Surtout, ces fossiles impliqueraient que les animaux ont émergé dans des conditions environnementales qui étaient auparavant considérées comme impraticables pour la vie animale, rapporte la géologue Elizabeth Turner le 28 juillet à La nature.

Au début de l’histoire de la Terre, l’océan était en grande partie dépourvu d’oxygène. Ce n’est qu’une grande impulsion de gaz dans l’atmosphère il y a environ 800 millions à 540 millions d’années, connue sous le nom d’événement d’oxydation néoprotérozoïque, a amené les niveaux d’oxygène atmosphérique à 10 à 50 pour cent des niveaux modernes, augmentant la quantité d’oxygène dans les eaux de surface des océans.NS : 11/12/19). « Mais les éponges sont différentes des autres animaux », explique Turner de l’Université Laurentienne à Sudbury, au Canada. « Certaines éponges dans le monde moderne et dans les archives rocheuses sont connues pour être tolérantes à un oxygène relativement faible par rapport aux niveaux océaniques modernes. »
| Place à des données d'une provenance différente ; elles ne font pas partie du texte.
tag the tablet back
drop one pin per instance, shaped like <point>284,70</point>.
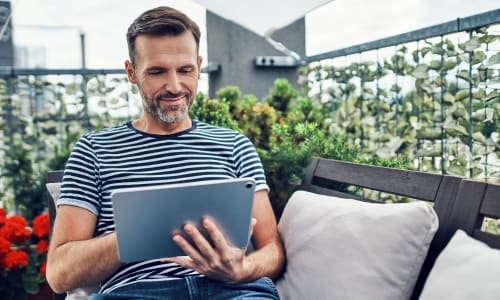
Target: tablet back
<point>146,217</point>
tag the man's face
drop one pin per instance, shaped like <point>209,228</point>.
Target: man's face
<point>166,71</point>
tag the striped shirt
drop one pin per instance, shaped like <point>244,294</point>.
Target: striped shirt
<point>123,156</point>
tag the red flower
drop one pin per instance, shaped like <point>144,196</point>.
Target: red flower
<point>4,246</point>
<point>15,230</point>
<point>42,246</point>
<point>43,268</point>
<point>15,259</point>
<point>41,225</point>
<point>3,216</point>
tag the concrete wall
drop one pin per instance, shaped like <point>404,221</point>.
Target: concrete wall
<point>6,45</point>
<point>235,49</point>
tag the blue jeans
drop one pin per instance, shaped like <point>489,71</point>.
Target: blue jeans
<point>194,288</point>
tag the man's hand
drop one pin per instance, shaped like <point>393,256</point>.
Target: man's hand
<point>217,258</point>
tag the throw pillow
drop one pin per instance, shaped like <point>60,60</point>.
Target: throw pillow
<point>346,249</point>
<point>465,269</point>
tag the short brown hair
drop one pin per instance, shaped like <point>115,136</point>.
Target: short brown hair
<point>159,21</point>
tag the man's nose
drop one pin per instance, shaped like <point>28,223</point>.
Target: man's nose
<point>172,83</point>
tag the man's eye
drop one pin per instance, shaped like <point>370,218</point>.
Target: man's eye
<point>154,72</point>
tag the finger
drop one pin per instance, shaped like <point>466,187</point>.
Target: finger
<point>253,222</point>
<point>202,244</point>
<point>184,261</point>
<point>215,234</point>
<point>187,248</point>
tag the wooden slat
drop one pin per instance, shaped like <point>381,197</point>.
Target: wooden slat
<point>328,192</point>
<point>491,203</point>
<point>443,206</point>
<point>465,214</point>
<point>490,239</point>
<point>401,182</point>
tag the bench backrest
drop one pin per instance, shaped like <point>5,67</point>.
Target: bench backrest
<point>439,189</point>
<point>53,177</point>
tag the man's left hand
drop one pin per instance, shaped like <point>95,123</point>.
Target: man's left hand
<point>218,259</point>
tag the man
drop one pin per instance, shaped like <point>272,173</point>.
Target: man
<point>163,146</point>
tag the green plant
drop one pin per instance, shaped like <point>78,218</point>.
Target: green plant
<point>215,112</point>
<point>23,181</point>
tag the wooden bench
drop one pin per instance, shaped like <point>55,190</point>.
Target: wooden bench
<point>459,203</point>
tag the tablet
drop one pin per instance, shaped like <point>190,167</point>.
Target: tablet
<point>147,217</point>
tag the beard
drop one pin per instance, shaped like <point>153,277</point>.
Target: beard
<point>168,114</point>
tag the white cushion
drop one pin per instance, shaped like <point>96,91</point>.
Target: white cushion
<point>344,249</point>
<point>465,269</point>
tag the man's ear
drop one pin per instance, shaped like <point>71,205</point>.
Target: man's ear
<point>130,71</point>
<point>200,60</point>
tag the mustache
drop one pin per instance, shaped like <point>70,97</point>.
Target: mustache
<point>168,95</point>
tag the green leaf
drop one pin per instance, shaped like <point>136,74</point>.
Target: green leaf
<point>435,65</point>
<point>437,50</point>
<point>479,137</point>
<point>463,74</point>
<point>448,98</point>
<point>489,38</point>
<point>420,71</point>
<point>493,60</point>
<point>472,44</point>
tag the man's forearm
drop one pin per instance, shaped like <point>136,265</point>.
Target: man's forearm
<point>267,261</point>
<point>82,263</point>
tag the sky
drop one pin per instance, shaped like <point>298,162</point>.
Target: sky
<point>53,27</point>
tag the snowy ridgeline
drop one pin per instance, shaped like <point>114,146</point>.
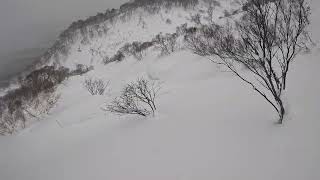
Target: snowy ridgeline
<point>208,124</point>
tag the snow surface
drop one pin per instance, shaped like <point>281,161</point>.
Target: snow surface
<point>208,126</point>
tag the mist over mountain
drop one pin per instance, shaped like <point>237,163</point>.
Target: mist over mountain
<point>163,89</point>
<point>36,24</point>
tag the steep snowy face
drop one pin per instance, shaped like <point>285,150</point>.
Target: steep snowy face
<point>89,42</point>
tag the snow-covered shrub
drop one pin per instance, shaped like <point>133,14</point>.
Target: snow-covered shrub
<point>35,92</point>
<point>117,57</point>
<point>95,86</point>
<point>167,43</point>
<point>81,69</point>
<point>136,98</point>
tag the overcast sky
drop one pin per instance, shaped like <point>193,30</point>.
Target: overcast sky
<point>34,23</point>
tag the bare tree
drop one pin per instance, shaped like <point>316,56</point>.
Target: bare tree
<point>95,86</point>
<point>135,97</point>
<point>166,43</point>
<point>266,41</point>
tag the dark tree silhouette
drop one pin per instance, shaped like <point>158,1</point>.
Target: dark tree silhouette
<point>265,41</point>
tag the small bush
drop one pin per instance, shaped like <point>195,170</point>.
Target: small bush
<point>81,69</point>
<point>95,86</point>
<point>136,98</point>
<point>117,57</point>
<point>166,43</point>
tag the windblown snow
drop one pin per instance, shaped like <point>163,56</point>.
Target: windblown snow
<point>208,124</point>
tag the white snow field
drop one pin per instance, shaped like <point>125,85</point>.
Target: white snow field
<point>209,125</point>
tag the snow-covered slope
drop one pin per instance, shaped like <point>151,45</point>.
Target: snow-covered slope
<point>208,124</point>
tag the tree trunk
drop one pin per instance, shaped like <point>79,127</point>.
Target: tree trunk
<point>281,112</point>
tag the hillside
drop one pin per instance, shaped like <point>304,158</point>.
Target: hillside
<point>208,125</point>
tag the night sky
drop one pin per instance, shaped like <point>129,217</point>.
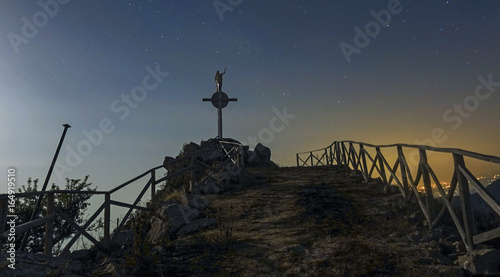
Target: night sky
<point>333,70</point>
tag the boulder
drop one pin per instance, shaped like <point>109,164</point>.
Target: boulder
<point>484,262</point>
<point>196,225</point>
<point>263,152</point>
<point>197,202</point>
<point>170,221</point>
<point>259,157</point>
<point>125,237</point>
<point>477,201</point>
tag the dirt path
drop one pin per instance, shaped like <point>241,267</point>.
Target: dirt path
<point>320,222</point>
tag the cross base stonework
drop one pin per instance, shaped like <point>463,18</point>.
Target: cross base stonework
<point>219,100</point>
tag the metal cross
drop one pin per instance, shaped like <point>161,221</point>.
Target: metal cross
<point>219,100</point>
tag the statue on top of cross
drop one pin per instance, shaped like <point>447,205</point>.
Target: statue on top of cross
<point>218,79</point>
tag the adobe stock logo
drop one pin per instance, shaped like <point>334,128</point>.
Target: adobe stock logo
<point>372,29</point>
<point>39,19</point>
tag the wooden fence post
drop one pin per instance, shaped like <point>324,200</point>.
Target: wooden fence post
<point>49,226</point>
<point>429,196</point>
<point>330,157</point>
<point>381,165</point>
<point>353,155</point>
<point>337,152</point>
<point>403,173</point>
<point>363,162</point>
<point>107,219</point>
<point>192,183</point>
<point>153,190</point>
<point>346,161</point>
<point>468,215</point>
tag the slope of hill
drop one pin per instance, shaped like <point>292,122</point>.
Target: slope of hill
<point>297,222</point>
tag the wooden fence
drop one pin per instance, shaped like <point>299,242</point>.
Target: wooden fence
<point>355,155</point>
<point>233,153</point>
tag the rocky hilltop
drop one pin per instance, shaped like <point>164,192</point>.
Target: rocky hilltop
<point>270,221</point>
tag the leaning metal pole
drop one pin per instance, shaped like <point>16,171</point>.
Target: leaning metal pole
<point>40,197</point>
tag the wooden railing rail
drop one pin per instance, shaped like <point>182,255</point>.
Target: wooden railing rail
<point>233,154</point>
<point>344,153</point>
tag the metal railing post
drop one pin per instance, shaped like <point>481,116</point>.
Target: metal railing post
<point>429,196</point>
<point>49,226</point>
<point>381,165</point>
<point>107,219</point>
<point>153,190</point>
<point>403,173</point>
<point>468,215</point>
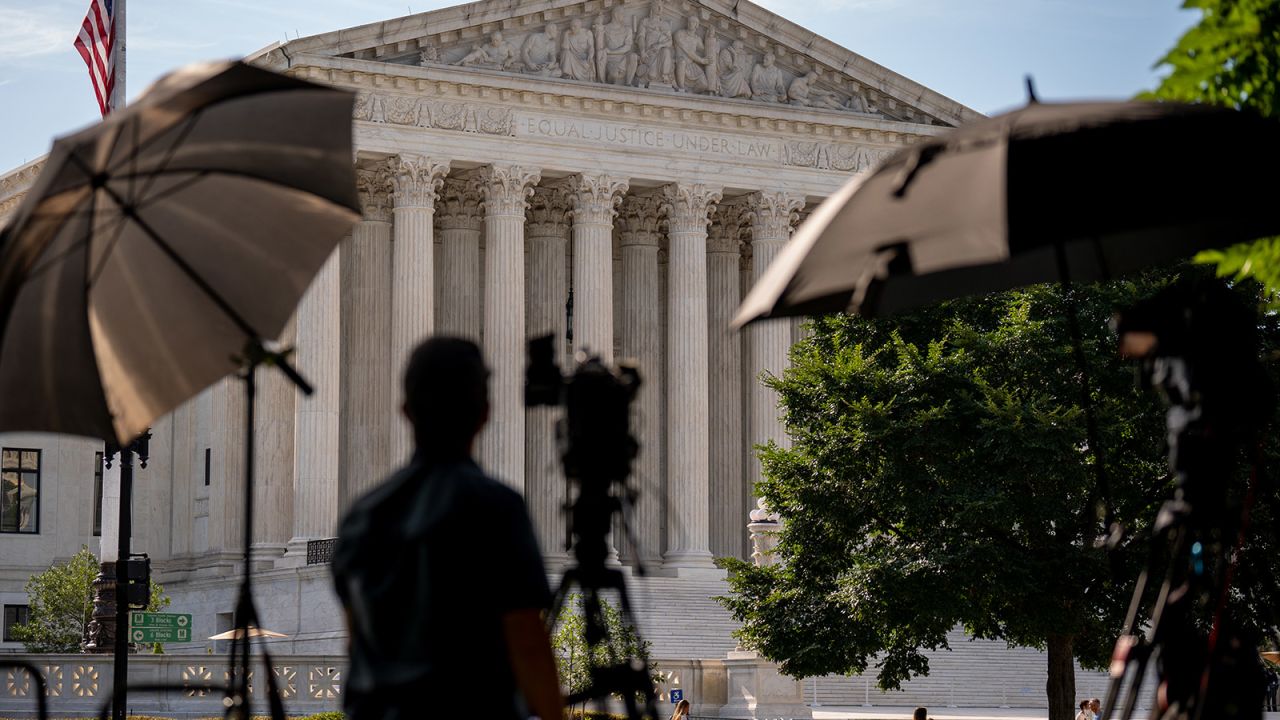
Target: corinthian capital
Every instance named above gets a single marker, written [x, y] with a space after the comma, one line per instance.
[726, 229]
[548, 212]
[416, 180]
[772, 214]
[461, 204]
[639, 220]
[374, 186]
[689, 205]
[507, 188]
[595, 197]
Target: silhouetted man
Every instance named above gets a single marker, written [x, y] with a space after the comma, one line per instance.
[439, 570]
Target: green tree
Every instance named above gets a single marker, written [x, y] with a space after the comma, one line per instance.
[940, 475]
[1232, 58]
[62, 605]
[575, 661]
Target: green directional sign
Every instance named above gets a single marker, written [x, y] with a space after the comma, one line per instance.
[159, 627]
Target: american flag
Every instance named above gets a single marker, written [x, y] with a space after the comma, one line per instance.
[95, 42]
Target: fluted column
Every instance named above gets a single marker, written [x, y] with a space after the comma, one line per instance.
[641, 340]
[725, 363]
[273, 458]
[506, 194]
[594, 201]
[771, 215]
[547, 229]
[415, 185]
[688, 533]
[366, 400]
[460, 219]
[315, 429]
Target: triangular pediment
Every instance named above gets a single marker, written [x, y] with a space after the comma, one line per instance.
[736, 50]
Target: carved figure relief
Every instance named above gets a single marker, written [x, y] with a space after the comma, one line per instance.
[618, 60]
[690, 59]
[661, 46]
[540, 54]
[801, 91]
[767, 82]
[656, 65]
[735, 67]
[577, 53]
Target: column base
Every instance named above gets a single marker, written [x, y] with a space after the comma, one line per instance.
[690, 561]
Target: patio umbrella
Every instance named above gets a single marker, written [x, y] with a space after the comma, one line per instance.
[160, 241]
[1048, 192]
[254, 632]
[160, 249]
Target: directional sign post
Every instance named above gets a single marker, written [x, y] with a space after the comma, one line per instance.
[159, 627]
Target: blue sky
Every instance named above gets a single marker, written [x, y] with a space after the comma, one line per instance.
[974, 51]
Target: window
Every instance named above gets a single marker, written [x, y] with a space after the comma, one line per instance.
[19, 490]
[97, 495]
[14, 615]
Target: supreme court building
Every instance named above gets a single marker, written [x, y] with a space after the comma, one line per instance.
[615, 173]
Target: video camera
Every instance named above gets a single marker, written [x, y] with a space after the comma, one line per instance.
[1197, 343]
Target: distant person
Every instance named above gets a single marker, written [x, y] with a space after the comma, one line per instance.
[438, 568]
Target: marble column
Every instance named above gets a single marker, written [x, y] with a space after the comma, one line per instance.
[366, 400]
[688, 534]
[594, 201]
[547, 292]
[725, 379]
[771, 215]
[506, 195]
[315, 431]
[460, 219]
[273, 458]
[415, 185]
[641, 341]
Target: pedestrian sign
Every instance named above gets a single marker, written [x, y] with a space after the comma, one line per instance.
[159, 627]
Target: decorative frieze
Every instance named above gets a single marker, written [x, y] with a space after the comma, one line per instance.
[440, 114]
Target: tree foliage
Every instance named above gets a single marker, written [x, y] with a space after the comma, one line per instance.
[62, 605]
[575, 661]
[941, 475]
[1232, 58]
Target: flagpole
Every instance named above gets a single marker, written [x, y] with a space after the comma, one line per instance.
[118, 50]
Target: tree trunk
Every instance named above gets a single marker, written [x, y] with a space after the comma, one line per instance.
[1060, 687]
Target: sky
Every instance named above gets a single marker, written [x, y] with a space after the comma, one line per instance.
[974, 51]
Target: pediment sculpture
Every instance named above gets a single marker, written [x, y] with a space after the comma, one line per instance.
[632, 46]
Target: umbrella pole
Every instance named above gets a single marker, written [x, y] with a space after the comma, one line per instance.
[246, 613]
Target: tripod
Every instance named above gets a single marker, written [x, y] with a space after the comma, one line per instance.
[597, 455]
[1201, 354]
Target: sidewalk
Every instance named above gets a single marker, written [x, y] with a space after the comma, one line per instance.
[854, 712]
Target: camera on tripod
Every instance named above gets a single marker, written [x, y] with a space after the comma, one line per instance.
[597, 449]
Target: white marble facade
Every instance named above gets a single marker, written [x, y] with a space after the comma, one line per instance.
[615, 173]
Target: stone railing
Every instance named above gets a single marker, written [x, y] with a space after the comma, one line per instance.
[78, 684]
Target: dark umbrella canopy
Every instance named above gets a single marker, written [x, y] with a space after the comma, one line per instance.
[156, 244]
[1051, 191]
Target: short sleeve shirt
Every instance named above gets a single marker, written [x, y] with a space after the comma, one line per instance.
[426, 565]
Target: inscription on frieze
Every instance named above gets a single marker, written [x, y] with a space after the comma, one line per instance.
[649, 137]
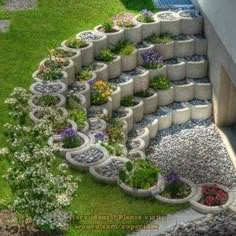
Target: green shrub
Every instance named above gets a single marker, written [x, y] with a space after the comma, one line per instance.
[160, 83]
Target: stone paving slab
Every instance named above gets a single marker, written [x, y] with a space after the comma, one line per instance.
[18, 5]
[170, 222]
[4, 26]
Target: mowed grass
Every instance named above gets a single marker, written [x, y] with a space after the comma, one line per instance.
[31, 33]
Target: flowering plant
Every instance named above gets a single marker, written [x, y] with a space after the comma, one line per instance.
[152, 59]
[213, 195]
[101, 90]
[70, 138]
[146, 16]
[124, 19]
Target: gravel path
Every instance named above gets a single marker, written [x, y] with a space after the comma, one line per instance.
[195, 151]
[16, 5]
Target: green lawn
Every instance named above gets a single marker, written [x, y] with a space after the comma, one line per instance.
[31, 33]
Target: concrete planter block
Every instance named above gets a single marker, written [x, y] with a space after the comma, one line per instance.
[166, 97]
[184, 92]
[141, 50]
[71, 157]
[86, 53]
[98, 44]
[139, 80]
[93, 170]
[112, 38]
[166, 50]
[140, 193]
[197, 69]
[211, 209]
[101, 71]
[64, 78]
[85, 92]
[116, 95]
[170, 22]
[156, 72]
[203, 91]
[61, 103]
[178, 201]
[48, 87]
[201, 112]
[189, 24]
[176, 71]
[55, 144]
[134, 34]
[150, 28]
[129, 62]
[181, 116]
[200, 45]
[114, 67]
[184, 48]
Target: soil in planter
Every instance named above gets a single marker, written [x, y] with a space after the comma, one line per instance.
[111, 170]
[185, 190]
[90, 156]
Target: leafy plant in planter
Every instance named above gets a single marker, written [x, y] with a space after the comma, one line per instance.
[213, 195]
[160, 39]
[124, 19]
[139, 174]
[101, 90]
[174, 187]
[70, 138]
[105, 55]
[152, 59]
[76, 43]
[124, 48]
[146, 16]
[160, 82]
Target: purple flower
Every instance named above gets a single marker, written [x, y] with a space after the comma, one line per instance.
[172, 177]
[152, 57]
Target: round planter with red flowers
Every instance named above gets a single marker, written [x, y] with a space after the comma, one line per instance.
[212, 198]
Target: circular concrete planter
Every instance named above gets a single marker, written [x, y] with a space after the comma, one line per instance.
[40, 88]
[141, 50]
[112, 38]
[211, 209]
[156, 72]
[140, 193]
[201, 112]
[71, 157]
[203, 91]
[85, 92]
[116, 98]
[64, 78]
[184, 92]
[166, 50]
[114, 67]
[129, 62]
[178, 201]
[150, 103]
[86, 53]
[61, 102]
[52, 142]
[134, 34]
[191, 25]
[200, 45]
[166, 97]
[184, 48]
[197, 69]
[101, 71]
[93, 170]
[98, 44]
[150, 28]
[171, 24]
[176, 71]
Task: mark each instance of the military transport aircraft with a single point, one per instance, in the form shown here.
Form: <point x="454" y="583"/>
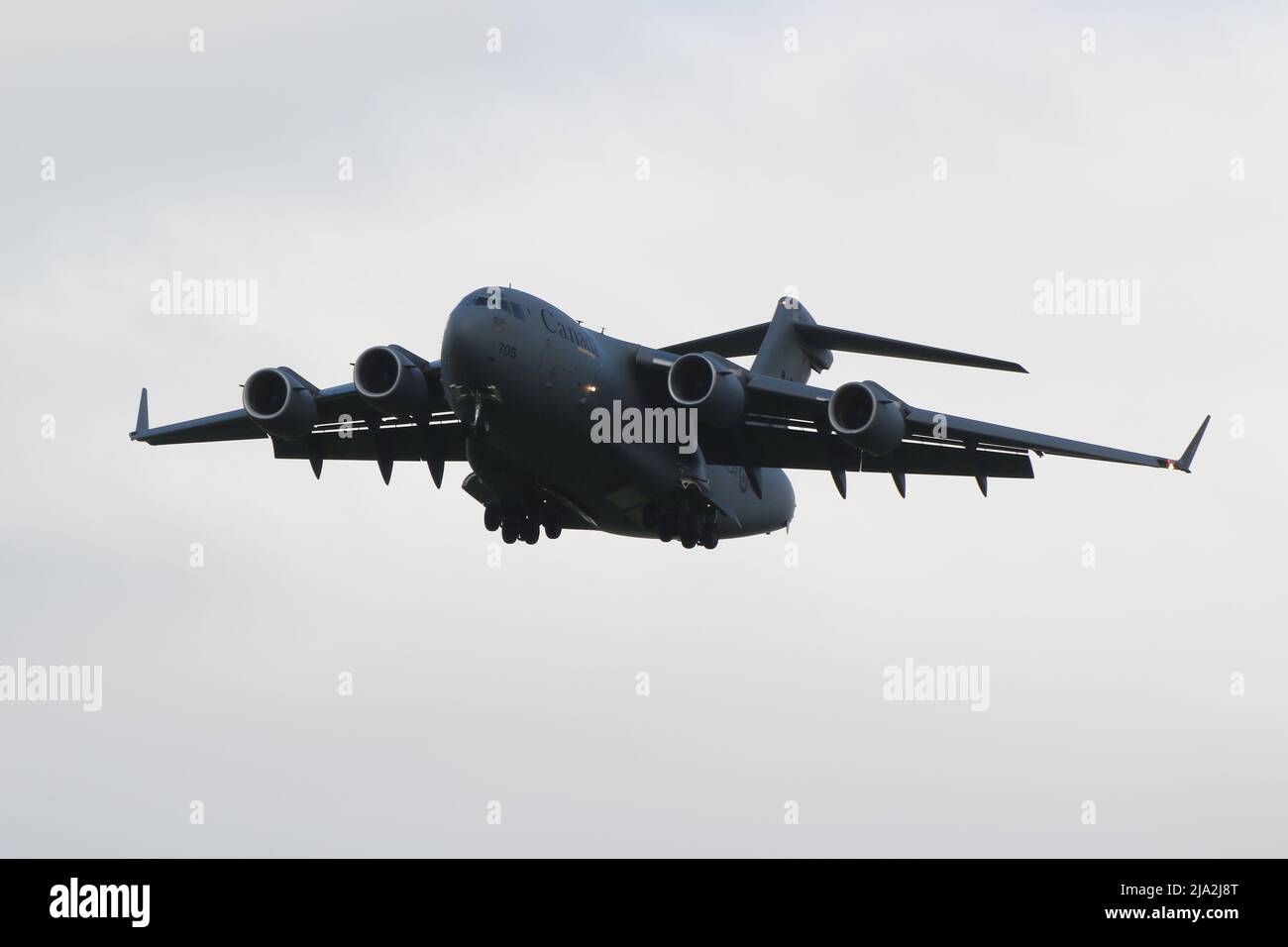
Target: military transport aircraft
<point x="697" y="445"/>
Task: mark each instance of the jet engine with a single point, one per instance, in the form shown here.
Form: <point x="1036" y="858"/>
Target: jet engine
<point x="279" y="402"/>
<point x="863" y="419"/>
<point x="696" y="380"/>
<point x="389" y="379"/>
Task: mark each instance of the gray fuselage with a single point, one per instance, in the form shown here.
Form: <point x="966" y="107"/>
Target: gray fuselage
<point x="535" y="376"/>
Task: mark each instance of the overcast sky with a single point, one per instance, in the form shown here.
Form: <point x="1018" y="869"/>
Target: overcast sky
<point x="789" y="147"/>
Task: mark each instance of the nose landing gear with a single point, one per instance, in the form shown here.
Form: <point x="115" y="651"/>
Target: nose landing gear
<point x="523" y="521"/>
<point x="691" y="527"/>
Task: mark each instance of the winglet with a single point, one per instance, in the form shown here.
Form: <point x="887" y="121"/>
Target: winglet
<point x="1188" y="458"/>
<point x="141" y="425"/>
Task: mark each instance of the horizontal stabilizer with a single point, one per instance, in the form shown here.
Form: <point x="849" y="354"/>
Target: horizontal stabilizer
<point x="732" y="344"/>
<point x="862" y="343"/>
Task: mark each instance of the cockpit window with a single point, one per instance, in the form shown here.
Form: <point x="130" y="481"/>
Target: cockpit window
<point x="506" y="304"/>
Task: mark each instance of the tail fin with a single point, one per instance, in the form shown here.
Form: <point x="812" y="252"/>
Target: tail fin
<point x="785" y="354"/>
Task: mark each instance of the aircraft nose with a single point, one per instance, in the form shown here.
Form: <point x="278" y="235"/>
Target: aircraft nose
<point x="465" y="344"/>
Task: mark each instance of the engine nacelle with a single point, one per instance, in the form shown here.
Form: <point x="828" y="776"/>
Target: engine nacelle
<point x="862" y="419"/>
<point x="279" y="402"/>
<point x="696" y="380"/>
<point x="389" y="379"/>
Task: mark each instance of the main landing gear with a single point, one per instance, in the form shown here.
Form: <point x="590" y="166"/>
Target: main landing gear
<point x="523" y="521"/>
<point x="691" y="527"/>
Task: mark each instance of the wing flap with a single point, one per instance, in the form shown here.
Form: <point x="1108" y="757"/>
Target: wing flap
<point x="402" y="442"/>
<point x="764" y="445"/>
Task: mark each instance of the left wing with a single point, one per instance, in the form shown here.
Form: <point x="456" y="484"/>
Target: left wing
<point x="338" y="423"/>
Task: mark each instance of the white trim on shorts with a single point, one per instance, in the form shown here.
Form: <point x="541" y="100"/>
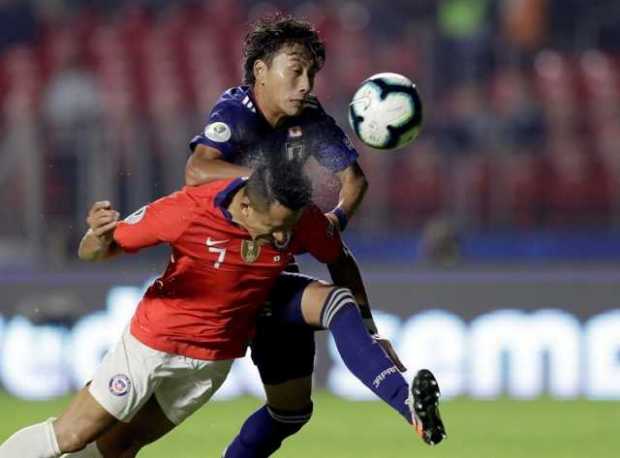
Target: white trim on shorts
<point x="131" y="372"/>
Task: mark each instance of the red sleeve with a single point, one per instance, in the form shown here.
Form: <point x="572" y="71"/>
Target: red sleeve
<point x="314" y="234"/>
<point x="161" y="221"/>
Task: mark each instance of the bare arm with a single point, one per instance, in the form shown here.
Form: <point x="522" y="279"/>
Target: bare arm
<point x="353" y="189"/>
<point x="206" y="164"/>
<point x="98" y="242"/>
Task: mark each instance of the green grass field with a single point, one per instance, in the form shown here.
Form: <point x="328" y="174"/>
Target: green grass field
<point x="341" y="429"/>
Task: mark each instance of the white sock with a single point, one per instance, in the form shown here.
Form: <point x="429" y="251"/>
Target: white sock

Jusqu’à présent, les fossiles d’éponges les plus anciens et les plus incontestables datent d’environ 540 millions d’années au début de la période cambrienne, lorsqu’une épidémie extrême dans l’évolution de la diversité animale a eu lieu (ON: 29/07/13). Certains autres animaux sont connus un peu plus tôt, mais remontent beaucoup plus loin dans le temps et les identités deviennent moins claires (ON: 09/03/15). Sur la base des données génétiques et de leur relative simplicité, les éponges sont généralement considérées comme la première forme de vie animale.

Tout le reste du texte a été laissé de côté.